Sandy sucked in a giant breath and looked me squarely in the eyes. “All right. I know someone died in your shop and that it's being investigated as a homicide.”

“How do you know all that?” I said and sunk down on a chair myself.

Because I heard the Buffalo County dispatcher call for the major crimes investigators to go to your shop address, over my police scanner. I got down there as soon as I could. The shop doors were locked, and I saw the coroner and the Buffalo County crime team there, a sure sign it was a homicide.

“I was afraid you or Pinky had been robbed and killed
on top of it all, but then I saw you through the window before they closed your blinds. Pinky's were left open, and I was relieved to see Erin and Pinky were safe and sound, too.” Sandy admitted she had been one of the snoopers sitting in a vehicle outside. Not a bit surprising.

“Sandy, since the police won't tell you anything, what makes you think I can?”

She brushed at something on her notepad. “Cami, the police left your shop a couple of hours ago and said they'd be releasing a statement soon.
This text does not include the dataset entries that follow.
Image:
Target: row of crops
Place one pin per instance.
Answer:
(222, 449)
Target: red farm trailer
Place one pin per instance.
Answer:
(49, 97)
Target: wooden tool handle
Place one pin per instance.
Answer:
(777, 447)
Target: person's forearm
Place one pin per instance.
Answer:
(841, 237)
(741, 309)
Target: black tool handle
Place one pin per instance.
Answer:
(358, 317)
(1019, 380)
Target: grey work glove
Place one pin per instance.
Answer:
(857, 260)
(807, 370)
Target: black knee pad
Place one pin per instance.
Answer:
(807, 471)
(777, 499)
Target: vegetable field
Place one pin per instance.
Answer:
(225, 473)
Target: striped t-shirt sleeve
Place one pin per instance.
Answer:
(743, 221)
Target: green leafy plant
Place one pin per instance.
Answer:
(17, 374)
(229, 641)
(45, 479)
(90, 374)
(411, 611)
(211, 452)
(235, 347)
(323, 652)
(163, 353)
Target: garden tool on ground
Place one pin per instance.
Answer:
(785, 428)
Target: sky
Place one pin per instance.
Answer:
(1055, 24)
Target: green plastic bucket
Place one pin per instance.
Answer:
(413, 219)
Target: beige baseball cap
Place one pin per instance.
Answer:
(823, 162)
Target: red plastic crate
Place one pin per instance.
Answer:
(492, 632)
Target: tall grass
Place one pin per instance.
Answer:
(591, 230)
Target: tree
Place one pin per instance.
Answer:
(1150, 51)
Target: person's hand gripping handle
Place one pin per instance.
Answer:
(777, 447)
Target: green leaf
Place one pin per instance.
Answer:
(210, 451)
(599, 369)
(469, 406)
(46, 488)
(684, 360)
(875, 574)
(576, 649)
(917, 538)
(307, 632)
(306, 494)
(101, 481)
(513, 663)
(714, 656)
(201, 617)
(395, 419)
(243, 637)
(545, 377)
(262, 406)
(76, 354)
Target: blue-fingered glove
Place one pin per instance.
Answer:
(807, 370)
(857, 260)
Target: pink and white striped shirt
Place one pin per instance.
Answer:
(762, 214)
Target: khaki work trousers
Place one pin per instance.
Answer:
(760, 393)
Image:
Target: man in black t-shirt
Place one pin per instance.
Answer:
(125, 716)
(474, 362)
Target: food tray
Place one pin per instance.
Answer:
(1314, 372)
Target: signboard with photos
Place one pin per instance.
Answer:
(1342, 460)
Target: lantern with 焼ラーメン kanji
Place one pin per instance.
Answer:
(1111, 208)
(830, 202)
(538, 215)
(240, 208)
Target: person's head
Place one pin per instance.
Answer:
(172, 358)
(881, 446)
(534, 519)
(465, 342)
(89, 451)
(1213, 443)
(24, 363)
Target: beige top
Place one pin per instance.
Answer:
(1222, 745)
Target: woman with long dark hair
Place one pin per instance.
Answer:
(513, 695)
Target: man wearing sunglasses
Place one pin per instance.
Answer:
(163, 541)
Were they just saying that to get me to leave?”

Maybe they were. “The police need to talk to everyone in the family before they talk to the media and the rest of the world.”

“It's the same old thing every time something big breaks. We have to practically beg, borrow, and steal to find out any details.”

“But in the end you always get your story, right?”

“Well, back to your comment about everyone in the victim's family. Are you saying this person comes from a large family?”

I smiled. “No, it was just an observation.”

She leaned closer. “Is it someone you know?”

“Yes, Sandy, it is, but that is absolutely the last thing I can say about it until the police tell me—” The ringing of my home phone cut me off. I jumped up and saw it was Mark calling.

“Oh, you are home. You weren't answering your cell,” he said.

“It's on the charger. What's up?”

“Clint just released Molly's name to the major media
channels and said her death was under investigation. It'll be on the ten o'clock news.”

That would make it seem more official. “Oh. I don't think I'll be able to watch it.” I glanced over at Sandy, who was obviously eavesdropping. “And how about our local media?”